3.2 Setting Chart Display Properties
Examples: setting chart legend, whether to display smooth lines, setting chart text style:

python

# Set chart display properties
# Display legend
chart.has_legend = True

# Whether legend displays outside plot area
chart.legend.include_in_layout = False

# Set whether chart displays smooth lines
chart.series[0].smooth = True
chart.series[1].smooth = True
chart.series[2].smooth = True

# Set text style in chart
set_font_style(chart.font, font_size=12, font_color=[255, 0, 0])

4. Reading Content
The content area of PPT documents is composed of various Shapes, and shape.has_text_frame can be used to determine if a shape contains a text box. Therefore, by iterating through all shapes, we can get all text content in the PPT.

python

def read_ppt_content(presentation):
    """
    Read all content in PPT
    :param presentation:
    :return:
    """
    # All content
    results = []

    # Iterate through all slides, get values from text boxes
    for slide in presentation.slides:
        for shape in slide.shapes:
            # Check if shape contains text box
            if shape.has_text_frame:
                content = get_shape_content(shape)
                if content:
                    results.append(content)

    return results

presentation = Presentation("./raw.pptx")

# 1. All text content from regular shapes
contents = read_ppt_content(presentation)
print(contents)

However, text data in Table cells cannot be obtained using this method. We can only filter shapes of type TABLE, iterate through all rows and cells in the table, and get text data:

python

def read_ppt_file_table(self):
    """
    Read data from PPT
    :return:
    """
    # Open PPT to read
    presentation = Presentation("./raw.pptx")

    for slide in presentation.slides:
        # Iterate through all shapes
        # Shapes: shapes with content, shapes without content
        for shape in slide.shapes:
            # print('Current shape name:', shape.shape_type)
            # Only get data from tables, read content by row
            if shape.shape_type == MSO_SHAPE_TYPE.TABLE:
                # Get table rows (shape.table.rows)
                for row in shape.table.rows:
                    # All cells in a row (row.cells)
                    for cell in row.cells:
                        # Content in cell text box (cell.text_frame.text)
                        print(cell.text_frame.text)

5. Saving Images
Sometimes we need to save all images from a PPT document locally. This can be completed in just 3 steps:

  1. Iterate through all shapes in the slide content area
  2. Filter out picture shapes of type MSO_SHAPE_TYPE.PICTURE, get the binary byte stream of the picture shape
  3. Write the picture byte stream to a file

python

def save_ppt_images(presentation, output_path):
    """
    Save all images from PPT
    [Python批量导出PPT中的图片素材](https://www.pythonf.cn/read/49552)
    :param presentation:
    :param output_path: Save directory
    :return:
    """

    print('Number of slides:', len(presentation.slides))
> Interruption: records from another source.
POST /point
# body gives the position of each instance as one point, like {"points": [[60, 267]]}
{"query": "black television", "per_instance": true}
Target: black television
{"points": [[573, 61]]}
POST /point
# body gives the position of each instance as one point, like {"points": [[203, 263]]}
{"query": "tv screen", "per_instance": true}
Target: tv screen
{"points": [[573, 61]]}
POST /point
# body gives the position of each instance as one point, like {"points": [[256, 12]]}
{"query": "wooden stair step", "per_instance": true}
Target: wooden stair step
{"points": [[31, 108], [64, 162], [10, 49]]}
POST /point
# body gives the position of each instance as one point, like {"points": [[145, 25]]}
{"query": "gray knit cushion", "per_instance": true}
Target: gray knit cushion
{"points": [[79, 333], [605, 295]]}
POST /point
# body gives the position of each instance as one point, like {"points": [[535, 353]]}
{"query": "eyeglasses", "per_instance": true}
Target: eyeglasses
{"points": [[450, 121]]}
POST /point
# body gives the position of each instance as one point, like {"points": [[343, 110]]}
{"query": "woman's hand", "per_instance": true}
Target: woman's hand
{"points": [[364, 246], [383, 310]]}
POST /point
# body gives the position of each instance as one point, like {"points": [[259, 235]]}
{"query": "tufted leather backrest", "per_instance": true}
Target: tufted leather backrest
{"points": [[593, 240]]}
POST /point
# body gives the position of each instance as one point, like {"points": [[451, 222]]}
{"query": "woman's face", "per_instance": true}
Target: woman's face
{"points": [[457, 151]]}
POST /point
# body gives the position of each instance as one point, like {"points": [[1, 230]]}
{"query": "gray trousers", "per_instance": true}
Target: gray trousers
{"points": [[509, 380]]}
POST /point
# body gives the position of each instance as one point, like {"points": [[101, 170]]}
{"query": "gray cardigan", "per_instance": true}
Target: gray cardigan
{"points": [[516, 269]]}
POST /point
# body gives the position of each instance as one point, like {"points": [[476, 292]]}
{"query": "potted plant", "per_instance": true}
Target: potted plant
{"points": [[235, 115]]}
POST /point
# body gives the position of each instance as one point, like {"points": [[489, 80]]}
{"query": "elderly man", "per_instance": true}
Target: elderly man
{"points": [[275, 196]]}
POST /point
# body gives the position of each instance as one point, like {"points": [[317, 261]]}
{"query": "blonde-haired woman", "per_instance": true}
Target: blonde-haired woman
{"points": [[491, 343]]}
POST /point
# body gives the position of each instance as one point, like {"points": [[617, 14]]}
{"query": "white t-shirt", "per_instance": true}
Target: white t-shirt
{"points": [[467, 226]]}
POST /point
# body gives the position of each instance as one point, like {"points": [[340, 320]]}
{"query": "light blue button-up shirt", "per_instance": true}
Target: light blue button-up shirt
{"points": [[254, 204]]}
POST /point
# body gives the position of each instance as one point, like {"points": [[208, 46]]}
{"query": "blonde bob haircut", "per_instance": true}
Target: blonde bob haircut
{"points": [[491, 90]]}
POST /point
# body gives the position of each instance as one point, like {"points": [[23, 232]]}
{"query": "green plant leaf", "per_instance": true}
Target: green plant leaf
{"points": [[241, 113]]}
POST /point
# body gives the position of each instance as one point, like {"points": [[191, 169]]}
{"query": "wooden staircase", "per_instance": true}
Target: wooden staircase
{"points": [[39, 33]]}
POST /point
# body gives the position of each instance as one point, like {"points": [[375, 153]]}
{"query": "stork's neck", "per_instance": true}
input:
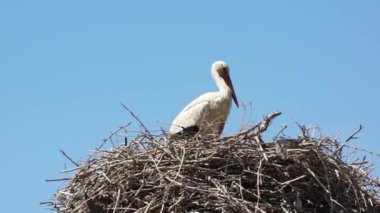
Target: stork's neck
{"points": [[223, 88]]}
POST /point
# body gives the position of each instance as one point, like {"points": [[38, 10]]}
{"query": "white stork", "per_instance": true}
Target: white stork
{"points": [[208, 113]]}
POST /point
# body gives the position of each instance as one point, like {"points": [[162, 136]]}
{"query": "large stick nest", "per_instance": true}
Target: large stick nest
{"points": [[240, 173]]}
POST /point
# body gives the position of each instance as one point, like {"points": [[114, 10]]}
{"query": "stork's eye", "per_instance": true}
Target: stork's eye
{"points": [[223, 71]]}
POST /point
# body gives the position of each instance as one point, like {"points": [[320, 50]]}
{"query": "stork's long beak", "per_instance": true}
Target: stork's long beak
{"points": [[228, 81]]}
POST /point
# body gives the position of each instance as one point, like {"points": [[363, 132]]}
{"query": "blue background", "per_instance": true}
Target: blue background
{"points": [[65, 67]]}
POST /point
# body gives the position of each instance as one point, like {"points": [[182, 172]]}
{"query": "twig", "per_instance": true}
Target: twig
{"points": [[136, 118], [71, 160]]}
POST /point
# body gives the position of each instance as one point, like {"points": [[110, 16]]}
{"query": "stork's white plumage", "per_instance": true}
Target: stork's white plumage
{"points": [[208, 113]]}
    # Iterate through all slides
    for index_slide, slide in enumerate(presentation.slides):
        # Iterate through all shapes
        for index_shape, shape in enumerate(slide.shapes):
            # Shapes include: text shapes, images, regular shapes, etc.

            # Filter out picture shapes
            if shape.shape_type == MSO_SHAPE_TYPE.PICTURE:
                # Get image binary character stream
                image_data = shape.image.blob

                # image/jpeg, image/png, etc.
                image_type_pre = shape.image.content_type

                # Image file extension
                image_suffix = image_type_pre.split('/')[1]

                # Create image folder to save extracted images
                if not os.path.exists(output_path):
                    os.makedirs(output_path)

                # Image save path
                output_image_path = output_path + random_str(10) + "." + image_suffix

                print(output_image_path)

                # Write to new file
                with open(output_image_path, 'wb') as file:
                    file.write(image_data)

6. Conclusion
This officially concludes the Python PPT Office Automation series!